Alerts with Grafana Loki on Kubernetes

Alerts with Grafana Loki on Kubernetes

Environment information

Configuration

This is the content for the values.yaml for the Grafana Loki chart.

loki:
  auth_enabled: false

  storage:
    type: gcs
    .....
    ...
    ..

  schemaConfig:
    configs:
      - from: 2023-01-01
        store: boltdb-shipper
        object_store: gcs
        schema: v11
        index:
          period: 24h
          prefix: ........
        chunks:
          period: 24h


  # Alerts configuration - THE MOST IMPORTANT PART (1)
  rulerConfig:
    wal:
      # /var/loki is mounted as PVC
      dir: /var/loki/ruler-wal
    storage:
      type: local
      local:
        directory: /rules
    rule_path: /tmp/scratch
    # Internal address of Alertmanager
    alertmanager_url: http://kube-prometheus-stack-alertmanager:9093
    ring:
      kvstore:
        store: inmemory
    enable_api: true
    enable_alertmanager_v2: true
    # Enable sending metrics to Prometheus
    remote_write:
      enabled: true
      client:
        # Internal address of Prometheus
        url: http://kube-prometheus-stack-prometheus:9090/api/v1/write
  # ---

# Service Account used for Workload Identity to get access
# to the bucket used as storage.
serviceAccount:
  create: true
  name: loki-sa
  annotations:
    iam.gke.io/gcp-service-account: ....

# THE MOST IMPORTANT PART (2)
backend:
  # Alerts configuration
  extraVolumes:
    - name: loki-rules
      configMap:
        name: loki-rules
    - name: loki-rules-scratch
      emptyDir: {}
  extraVolumeMounts:
    - name: loki-rules
      mountPath: /rules/fake
    - name: loki-rules-scratch
      mountPath: /tmp/scratch

With the above configuration, Loki will be able to send alerts to the Alertmanager/Prometheus.
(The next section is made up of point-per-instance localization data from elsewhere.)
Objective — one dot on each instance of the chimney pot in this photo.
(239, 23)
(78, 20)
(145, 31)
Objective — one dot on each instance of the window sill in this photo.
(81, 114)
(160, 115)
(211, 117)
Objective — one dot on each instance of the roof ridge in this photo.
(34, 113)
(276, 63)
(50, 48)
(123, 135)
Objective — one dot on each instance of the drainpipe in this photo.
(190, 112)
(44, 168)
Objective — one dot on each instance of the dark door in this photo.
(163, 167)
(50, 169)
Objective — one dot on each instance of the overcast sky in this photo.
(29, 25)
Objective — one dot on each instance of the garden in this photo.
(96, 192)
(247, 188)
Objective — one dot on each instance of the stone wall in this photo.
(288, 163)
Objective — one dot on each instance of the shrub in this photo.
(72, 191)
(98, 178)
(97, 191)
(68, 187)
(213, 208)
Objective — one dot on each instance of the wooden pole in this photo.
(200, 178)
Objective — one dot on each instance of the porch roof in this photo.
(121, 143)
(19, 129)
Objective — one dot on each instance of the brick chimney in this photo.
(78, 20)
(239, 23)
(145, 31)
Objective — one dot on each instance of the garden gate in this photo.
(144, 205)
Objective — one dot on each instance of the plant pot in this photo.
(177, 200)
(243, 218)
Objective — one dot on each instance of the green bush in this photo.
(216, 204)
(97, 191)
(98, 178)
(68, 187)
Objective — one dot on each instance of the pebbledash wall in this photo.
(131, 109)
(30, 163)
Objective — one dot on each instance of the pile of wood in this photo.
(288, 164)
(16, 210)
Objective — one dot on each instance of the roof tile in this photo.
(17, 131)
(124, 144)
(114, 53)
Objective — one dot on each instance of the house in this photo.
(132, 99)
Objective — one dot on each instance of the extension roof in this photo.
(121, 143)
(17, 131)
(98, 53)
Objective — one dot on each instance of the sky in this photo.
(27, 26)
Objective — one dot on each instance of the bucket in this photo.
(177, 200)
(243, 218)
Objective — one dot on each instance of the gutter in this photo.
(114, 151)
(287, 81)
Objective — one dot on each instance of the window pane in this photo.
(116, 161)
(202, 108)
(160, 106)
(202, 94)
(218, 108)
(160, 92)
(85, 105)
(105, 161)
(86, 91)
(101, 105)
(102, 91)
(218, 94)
The following ConfigMap configures alerts and recording rules for Loki:

apiVersion: v1
kind: ConfigMap
metadata:
  name: loki-rules
  namespace: <the same namespace as Loki>
data:
  # Recording rule just as an example
  recording-rules.yaml: |-
    groups:
      - name: my_app
        interval: 5m
        rules:
          - record: loki:my_app:logs:count:1h
            expr: |
              count_over_time({app="my-app", container="my-container"} [1h])
  alert-rules.yaml: |-
    groups:
      - name: MyFirstGroup
        rules:
          - alert: ExampleAlert1
            expr: |
              absent_over_time({app="my-app"} [40m])
            for: 10m
            labels:
                severity: error
            annotations:
                summary: My app has stopped streaming logs.
                description: My app did not send any logs since 40m.
          - alert: ExampleAlert2
            expr: |
              sum by(app) (count_over_time({app="my-app"} | json | severity = `ERROR` | __error__="" [5m])) > 2
            for: 1s
            labels:
                severity: warning
            annotations:
                summary: 2 errors in logs has occured for my-app since 5m.
      - name: MySecondGroup
        rules:
          - alert: ExampleAlert3
            expr: ......
            for: ....
            labels:
                severity: warning
            annotations:
                summary: ...
                description: ....

The above alerting rules will appear on the alerts list in the Grafana dashboard.